Is there a way to disable decoding bytes into a string?
There are fields that are bytes encoded as string, like token, peer id, node id, etc. But actually they are better treated as bytes instead of str. And the decode of these values are just a guess. See bcoding.py#L76. It's better to handle a certain type rather than do a check of type before dealing with the data.

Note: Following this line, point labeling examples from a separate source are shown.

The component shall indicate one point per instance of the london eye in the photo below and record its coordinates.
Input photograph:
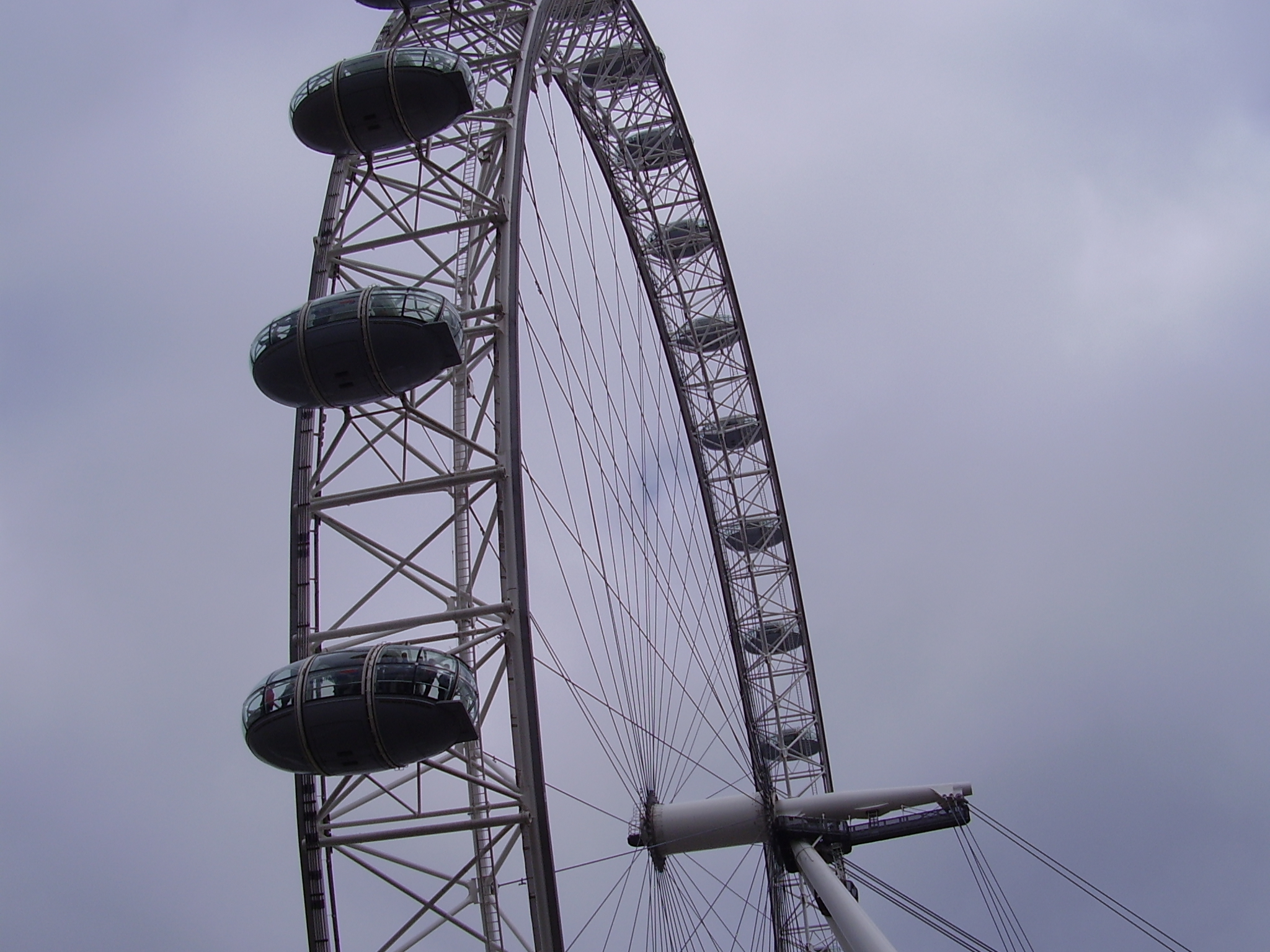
(550, 679)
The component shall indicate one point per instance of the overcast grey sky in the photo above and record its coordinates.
(1003, 270)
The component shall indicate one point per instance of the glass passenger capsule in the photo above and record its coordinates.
(356, 347)
(730, 432)
(752, 535)
(654, 148)
(773, 639)
(686, 238)
(380, 100)
(361, 710)
(618, 68)
(793, 742)
(706, 334)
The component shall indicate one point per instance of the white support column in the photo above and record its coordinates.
(855, 931)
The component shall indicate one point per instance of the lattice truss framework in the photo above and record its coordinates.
(404, 527)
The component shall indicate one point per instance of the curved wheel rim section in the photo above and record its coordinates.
(409, 522)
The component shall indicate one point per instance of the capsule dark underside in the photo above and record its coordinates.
(753, 535)
(655, 148)
(773, 638)
(338, 733)
(371, 103)
(682, 239)
(619, 68)
(706, 334)
(413, 335)
(408, 353)
(732, 432)
(415, 708)
(791, 743)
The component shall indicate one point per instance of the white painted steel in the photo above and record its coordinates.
(738, 821)
(863, 804)
(853, 927)
(708, 824)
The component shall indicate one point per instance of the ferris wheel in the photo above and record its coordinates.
(522, 358)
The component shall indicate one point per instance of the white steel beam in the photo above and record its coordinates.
(854, 930)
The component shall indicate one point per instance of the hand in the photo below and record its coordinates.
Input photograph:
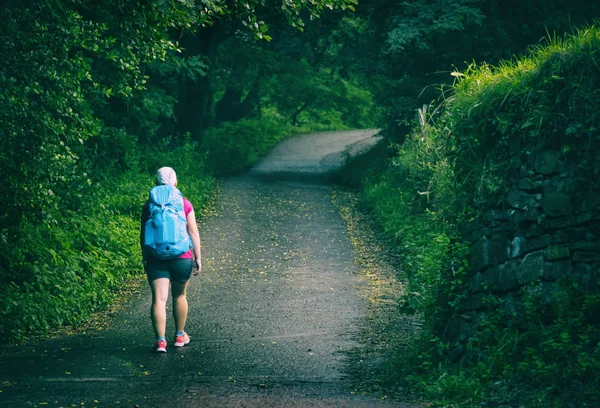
(196, 267)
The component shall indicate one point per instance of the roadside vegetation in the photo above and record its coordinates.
(456, 156)
(94, 98)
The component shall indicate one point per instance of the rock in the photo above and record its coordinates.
(476, 284)
(479, 257)
(557, 270)
(474, 302)
(507, 276)
(556, 204)
(547, 162)
(558, 251)
(531, 268)
(536, 243)
(523, 201)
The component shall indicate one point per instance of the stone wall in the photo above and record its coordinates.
(545, 228)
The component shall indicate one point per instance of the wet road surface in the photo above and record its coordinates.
(271, 318)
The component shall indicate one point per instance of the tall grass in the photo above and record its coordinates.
(456, 161)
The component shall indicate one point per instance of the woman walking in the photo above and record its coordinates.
(166, 264)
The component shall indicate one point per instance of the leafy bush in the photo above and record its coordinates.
(54, 277)
(449, 165)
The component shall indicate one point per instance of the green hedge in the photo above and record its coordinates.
(456, 158)
(60, 272)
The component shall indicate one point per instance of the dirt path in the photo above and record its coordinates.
(272, 317)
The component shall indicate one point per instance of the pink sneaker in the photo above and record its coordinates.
(180, 341)
(161, 346)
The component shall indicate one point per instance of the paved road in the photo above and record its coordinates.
(272, 316)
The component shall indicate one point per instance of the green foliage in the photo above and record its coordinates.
(55, 277)
(453, 161)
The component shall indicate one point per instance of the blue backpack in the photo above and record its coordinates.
(165, 232)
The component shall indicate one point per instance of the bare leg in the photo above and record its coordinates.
(158, 311)
(180, 306)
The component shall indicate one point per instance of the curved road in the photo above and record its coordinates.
(271, 317)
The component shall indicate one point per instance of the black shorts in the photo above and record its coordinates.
(178, 270)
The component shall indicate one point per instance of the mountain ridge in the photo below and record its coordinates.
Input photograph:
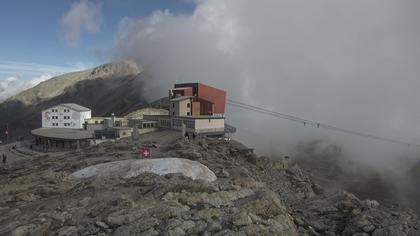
(115, 87)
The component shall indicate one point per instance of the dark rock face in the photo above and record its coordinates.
(252, 196)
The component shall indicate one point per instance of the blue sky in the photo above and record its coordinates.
(31, 33)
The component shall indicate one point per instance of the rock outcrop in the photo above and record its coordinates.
(252, 195)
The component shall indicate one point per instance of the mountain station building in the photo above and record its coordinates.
(195, 109)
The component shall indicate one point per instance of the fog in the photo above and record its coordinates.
(351, 64)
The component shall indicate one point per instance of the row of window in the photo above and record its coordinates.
(56, 124)
(56, 117)
(148, 125)
(188, 123)
(56, 110)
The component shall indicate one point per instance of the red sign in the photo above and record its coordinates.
(145, 152)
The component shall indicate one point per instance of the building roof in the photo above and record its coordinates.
(75, 107)
(62, 133)
(180, 98)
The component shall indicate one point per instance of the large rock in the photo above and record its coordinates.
(161, 166)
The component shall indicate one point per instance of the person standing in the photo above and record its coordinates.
(4, 159)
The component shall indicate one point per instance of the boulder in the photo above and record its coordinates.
(161, 166)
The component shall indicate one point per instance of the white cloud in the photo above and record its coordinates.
(33, 68)
(347, 63)
(19, 76)
(83, 16)
(15, 84)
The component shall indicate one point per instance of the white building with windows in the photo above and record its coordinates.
(66, 115)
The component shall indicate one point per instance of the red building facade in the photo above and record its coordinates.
(211, 100)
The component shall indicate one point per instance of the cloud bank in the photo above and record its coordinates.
(83, 16)
(351, 64)
(16, 77)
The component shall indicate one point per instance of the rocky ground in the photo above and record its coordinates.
(253, 195)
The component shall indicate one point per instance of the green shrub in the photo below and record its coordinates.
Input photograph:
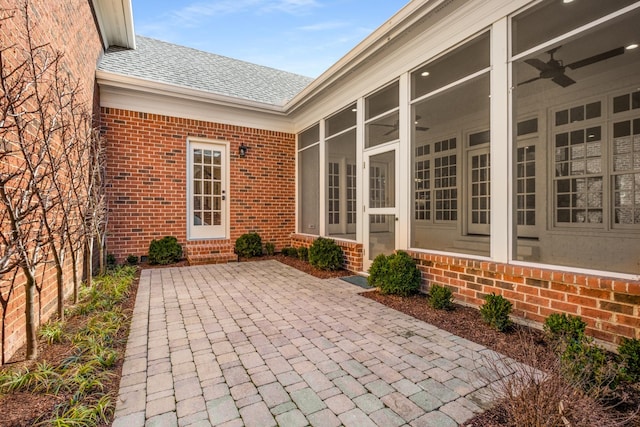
(303, 253)
(403, 277)
(289, 252)
(629, 350)
(269, 248)
(586, 365)
(111, 260)
(564, 327)
(441, 297)
(495, 311)
(165, 251)
(325, 254)
(249, 245)
(378, 271)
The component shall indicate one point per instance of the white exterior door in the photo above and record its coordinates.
(381, 203)
(207, 207)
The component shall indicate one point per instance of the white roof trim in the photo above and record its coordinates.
(115, 21)
(105, 78)
(394, 26)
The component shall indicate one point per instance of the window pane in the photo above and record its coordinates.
(341, 185)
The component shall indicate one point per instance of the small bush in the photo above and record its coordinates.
(111, 260)
(325, 254)
(269, 248)
(586, 364)
(378, 271)
(165, 251)
(629, 350)
(290, 252)
(440, 297)
(495, 311)
(248, 245)
(563, 328)
(403, 277)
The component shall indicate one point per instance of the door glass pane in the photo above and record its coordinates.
(382, 236)
(382, 185)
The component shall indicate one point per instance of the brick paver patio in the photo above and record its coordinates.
(262, 344)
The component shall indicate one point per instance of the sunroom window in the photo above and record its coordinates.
(340, 139)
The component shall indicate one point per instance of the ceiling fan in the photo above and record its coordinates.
(554, 69)
(394, 127)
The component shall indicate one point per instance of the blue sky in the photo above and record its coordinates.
(300, 36)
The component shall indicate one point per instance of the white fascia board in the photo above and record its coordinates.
(190, 106)
(115, 19)
(387, 32)
(127, 82)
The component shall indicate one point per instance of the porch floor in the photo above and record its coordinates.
(263, 344)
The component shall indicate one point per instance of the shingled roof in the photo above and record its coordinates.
(163, 62)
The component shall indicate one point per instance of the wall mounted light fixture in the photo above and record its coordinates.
(242, 151)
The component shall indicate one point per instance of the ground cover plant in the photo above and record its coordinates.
(75, 381)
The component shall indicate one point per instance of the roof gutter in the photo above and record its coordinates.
(115, 21)
(106, 78)
(386, 33)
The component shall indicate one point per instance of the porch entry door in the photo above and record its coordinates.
(207, 190)
(381, 203)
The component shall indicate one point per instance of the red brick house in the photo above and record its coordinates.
(498, 142)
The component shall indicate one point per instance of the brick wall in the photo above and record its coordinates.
(67, 26)
(352, 250)
(610, 307)
(146, 174)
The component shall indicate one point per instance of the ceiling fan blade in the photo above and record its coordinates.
(563, 80)
(528, 81)
(597, 58)
(538, 64)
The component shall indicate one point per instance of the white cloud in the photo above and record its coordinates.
(324, 26)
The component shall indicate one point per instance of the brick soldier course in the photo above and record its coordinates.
(263, 344)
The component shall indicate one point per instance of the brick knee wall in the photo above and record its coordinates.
(610, 307)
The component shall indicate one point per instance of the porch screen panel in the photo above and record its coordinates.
(309, 181)
(450, 102)
(583, 90)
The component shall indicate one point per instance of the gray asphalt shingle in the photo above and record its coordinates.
(164, 62)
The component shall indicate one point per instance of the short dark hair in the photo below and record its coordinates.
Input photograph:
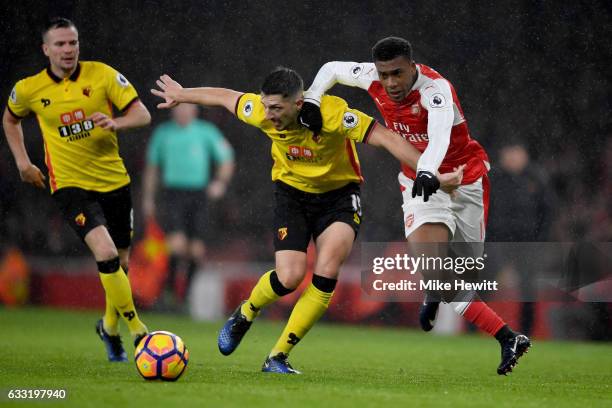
(283, 81)
(390, 48)
(56, 22)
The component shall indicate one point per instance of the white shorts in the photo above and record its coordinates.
(464, 214)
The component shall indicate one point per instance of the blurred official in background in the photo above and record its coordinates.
(179, 158)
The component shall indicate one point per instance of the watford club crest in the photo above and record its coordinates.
(282, 233)
(80, 219)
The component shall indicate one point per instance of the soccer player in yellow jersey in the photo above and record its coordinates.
(317, 179)
(72, 102)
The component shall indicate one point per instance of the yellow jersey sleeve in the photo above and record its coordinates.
(339, 118)
(18, 103)
(250, 110)
(119, 90)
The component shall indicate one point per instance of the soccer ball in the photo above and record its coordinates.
(161, 355)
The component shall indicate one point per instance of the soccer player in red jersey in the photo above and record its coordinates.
(422, 106)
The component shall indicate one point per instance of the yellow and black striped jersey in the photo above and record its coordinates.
(309, 162)
(77, 153)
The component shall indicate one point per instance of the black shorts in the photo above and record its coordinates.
(300, 216)
(184, 211)
(84, 210)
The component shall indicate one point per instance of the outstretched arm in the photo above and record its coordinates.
(28, 172)
(173, 94)
(354, 74)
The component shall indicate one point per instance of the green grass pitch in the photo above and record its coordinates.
(344, 366)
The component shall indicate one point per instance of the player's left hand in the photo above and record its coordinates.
(168, 90)
(103, 121)
(425, 184)
(310, 117)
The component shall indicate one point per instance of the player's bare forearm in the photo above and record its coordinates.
(395, 144)
(28, 172)
(14, 137)
(136, 116)
(173, 93)
(206, 96)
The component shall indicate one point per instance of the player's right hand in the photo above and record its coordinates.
(168, 90)
(310, 117)
(32, 174)
(425, 184)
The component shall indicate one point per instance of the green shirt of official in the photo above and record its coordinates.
(184, 153)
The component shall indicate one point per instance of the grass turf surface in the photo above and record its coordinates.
(344, 366)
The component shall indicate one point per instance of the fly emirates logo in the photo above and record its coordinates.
(404, 131)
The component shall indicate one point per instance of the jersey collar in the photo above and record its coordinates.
(73, 77)
(419, 80)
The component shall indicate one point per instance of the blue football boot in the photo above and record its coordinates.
(232, 332)
(279, 364)
(114, 348)
(428, 312)
(512, 348)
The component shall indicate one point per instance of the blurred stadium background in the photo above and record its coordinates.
(530, 72)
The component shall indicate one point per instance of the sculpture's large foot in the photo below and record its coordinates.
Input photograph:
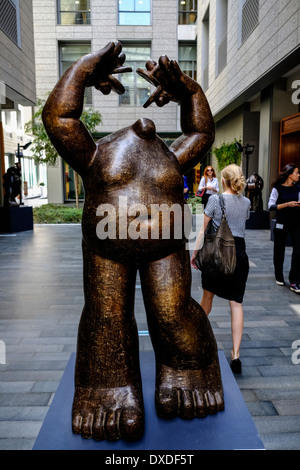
(189, 393)
(113, 413)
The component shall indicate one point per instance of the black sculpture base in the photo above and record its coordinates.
(227, 430)
(16, 219)
(258, 220)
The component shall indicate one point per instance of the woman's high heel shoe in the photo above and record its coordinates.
(236, 366)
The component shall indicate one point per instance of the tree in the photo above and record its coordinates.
(227, 154)
(42, 148)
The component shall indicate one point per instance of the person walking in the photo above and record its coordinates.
(209, 184)
(285, 199)
(230, 287)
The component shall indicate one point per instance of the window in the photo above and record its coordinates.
(187, 58)
(250, 18)
(205, 51)
(137, 91)
(69, 53)
(187, 11)
(10, 20)
(134, 12)
(221, 35)
(74, 12)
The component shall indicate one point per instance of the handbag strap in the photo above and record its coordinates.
(222, 203)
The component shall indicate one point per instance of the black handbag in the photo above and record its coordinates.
(218, 253)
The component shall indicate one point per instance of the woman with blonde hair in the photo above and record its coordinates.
(230, 287)
(209, 184)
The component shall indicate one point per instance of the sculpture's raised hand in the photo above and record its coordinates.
(102, 64)
(170, 82)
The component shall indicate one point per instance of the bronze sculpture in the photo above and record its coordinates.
(135, 165)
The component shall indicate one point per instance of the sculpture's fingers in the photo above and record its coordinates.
(153, 97)
(122, 70)
(116, 85)
(147, 75)
(150, 65)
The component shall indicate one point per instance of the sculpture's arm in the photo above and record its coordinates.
(197, 124)
(62, 111)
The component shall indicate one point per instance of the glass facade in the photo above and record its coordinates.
(137, 90)
(74, 12)
(187, 11)
(187, 59)
(134, 12)
(69, 53)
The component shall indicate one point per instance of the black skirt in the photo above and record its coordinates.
(230, 287)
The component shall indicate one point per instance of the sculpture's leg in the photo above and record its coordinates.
(108, 401)
(188, 379)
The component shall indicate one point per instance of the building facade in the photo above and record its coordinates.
(65, 30)
(248, 64)
(17, 82)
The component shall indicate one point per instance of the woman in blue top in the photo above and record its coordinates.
(209, 183)
(230, 287)
(285, 199)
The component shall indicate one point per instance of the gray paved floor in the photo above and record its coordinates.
(41, 301)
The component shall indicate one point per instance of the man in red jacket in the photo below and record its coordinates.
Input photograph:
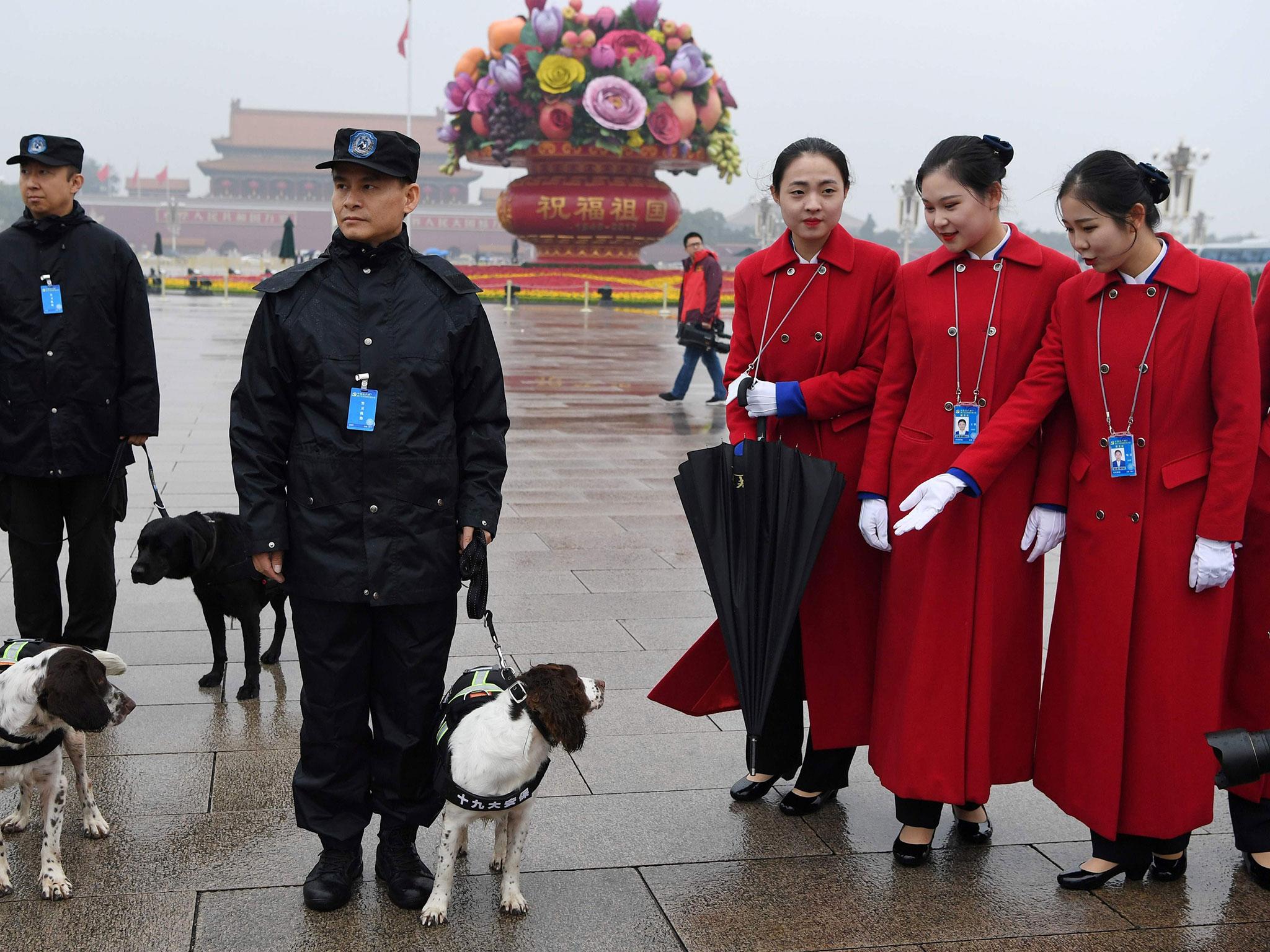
(699, 304)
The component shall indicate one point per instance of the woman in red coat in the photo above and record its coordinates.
(1248, 664)
(810, 328)
(1156, 348)
(959, 643)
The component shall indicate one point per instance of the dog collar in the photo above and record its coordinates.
(31, 751)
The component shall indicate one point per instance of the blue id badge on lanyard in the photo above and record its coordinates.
(361, 409)
(51, 299)
(1124, 462)
(966, 425)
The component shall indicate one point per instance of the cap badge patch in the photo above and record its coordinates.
(362, 144)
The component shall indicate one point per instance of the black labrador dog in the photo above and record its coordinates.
(210, 550)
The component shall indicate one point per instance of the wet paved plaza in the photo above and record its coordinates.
(636, 843)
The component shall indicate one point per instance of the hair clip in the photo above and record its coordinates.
(1005, 151)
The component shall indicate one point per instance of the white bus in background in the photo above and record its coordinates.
(1249, 255)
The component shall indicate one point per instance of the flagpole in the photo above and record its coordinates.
(409, 60)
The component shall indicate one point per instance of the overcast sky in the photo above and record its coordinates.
(151, 81)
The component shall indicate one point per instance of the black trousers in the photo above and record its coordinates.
(371, 700)
(925, 813)
(1135, 851)
(780, 746)
(40, 513)
(1251, 823)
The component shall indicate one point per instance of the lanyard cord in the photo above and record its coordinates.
(1142, 367)
(763, 340)
(957, 327)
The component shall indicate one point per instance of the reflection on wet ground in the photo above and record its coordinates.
(636, 843)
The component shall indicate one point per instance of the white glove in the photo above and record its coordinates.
(928, 501)
(873, 523)
(1212, 564)
(1047, 528)
(761, 400)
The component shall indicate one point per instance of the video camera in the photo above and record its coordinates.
(1244, 756)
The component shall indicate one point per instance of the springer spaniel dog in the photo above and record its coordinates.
(47, 701)
(497, 753)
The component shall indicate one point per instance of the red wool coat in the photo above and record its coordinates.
(959, 640)
(833, 343)
(1248, 662)
(1133, 677)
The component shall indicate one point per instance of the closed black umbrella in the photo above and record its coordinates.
(758, 513)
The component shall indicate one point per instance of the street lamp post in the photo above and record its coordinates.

So, is there a way to disable the decoding?
def _decode_buffer(f):
"""
String types are normal (byte)strings
starting with an integer followed by ':'
which designates the string’s length.
Since there’s no way to specify the byte type
in bencoded files, we have to guess
"""
strlen = int(_readuntil(f, _TYPE_SEP))
buf = f.read(strlen)
if not len(buf) == strlen:
raise ValueError(
'string expected to be {} bytes long but the file ended after {} bytes'
.format(strlen, len(buf)))
try:
return buf.decode()
except UnicodeDecodeError:
return buf
sure, we could add a parameter to bdecode that gets passed down all the way through the _decode_buffer function, like
def bdecode(f_or_data, try_decode=True):
...
... _decode_buffer(f, try_decode)
...
care to do a PR?
Okay. Just need sometime before I can work on this.
BTW: How do you like create a custom exception class instead of ValueError and TypeError? Sometime need a way to tell if it's some peers sending garbage, but occationally catching ValueError and TypeError mixed with other exceptions.
sounds good!
subclassing TypeError and ValueError would allow both fine-grained exception handling and still catching the more generic ones.
Great. I will make a change about the 2 things we discussed. Can't promise the time, but will do ASAP.